Completing these audits on several charts gives front-line staff a chance to learn, says LaGrange. “They get an opportunity to audit from the facility protocol, so on repeated use they learn what that protocol really means. They learn that ‘Next time, I need to do this this way because I know someone will audit me too.’”
Do daily rounds
Many DNSs are dealing with significant staffing challenges, points out LaGrange. “Some facilities don’t have the luxury of consistent assignment like they did several years ago. Therefore, there needs to be that one person who is overseeing what is happening throughout the facility. My recommendation would be for the DNS to do daily rounds.”
Daily round activities could include identifying new admissions or new orders for opioids and other critical medications, as well as evaluating existing orders to see if the use is still necessary, says LaGrange. “The DNS also could do a quick chart review to look at, for example, what nonpharmacological interventions have been attempted: Are these interventions successful? Are they care planned? Are staff documenting that they are utilizing those interventions to either reduce or complement opioids? Also, it’s a good idea to look at whether the interventions and documentation are consistent with today’s standards of practice and professional standards.”

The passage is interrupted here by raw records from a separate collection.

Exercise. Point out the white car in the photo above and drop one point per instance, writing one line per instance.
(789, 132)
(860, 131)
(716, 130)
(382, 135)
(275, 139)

Conducting these daily rounds will put DNSs in a great position to initiate discussion with staff, says LaGrange. “The DNS will be able to make suggestions for alternatives and ensure that staff practice is consistent with the facility protocols.”
Don’t forget to address diversion
Diversion is a common issue with many controlled substances, including opioids, says LaGrange. “The DNS needs to be aware of the potential drug diversion indicators and make sure the facility has good systems, including follow-up, in place to monitor for and deal with that.” Note: A case of opioid drug diversion is listed as an example of Severity Level 3 noncompliance (actual harm that is not immediate jeopardy) for F608 (Reporting of Reasonable Suspicion of a Crime) in Appendix PP of the State Operations Manual.
Monitoring opioids and adverse consequences: What the SOM says
Inadequate opioid monitoring can have a cascade effect that results in providers meeting the one or all of the adverse consequences in the Key Elements of Noncompliance for F757 (Unnecessary Drugs) in Appendix PP of the State Operations Manual:
· Failure to act upon (i.e., discontinue a medication or reduce the dose or provide clinical justification for why the benefit outweighs the adverse consequences) or report the presence of adverse consequence(s); or
· Failure to monitor for the presence of adverse consequences related to the use of medications (particularly high risk medications, such as warfarin, insulin, opioids, or medications requiring monitoring of blood work); or
· Failure to respond to the presence of adverse consequences related to the use of medications (particularly high risk medications, such as warfarin, insulin, or opioids).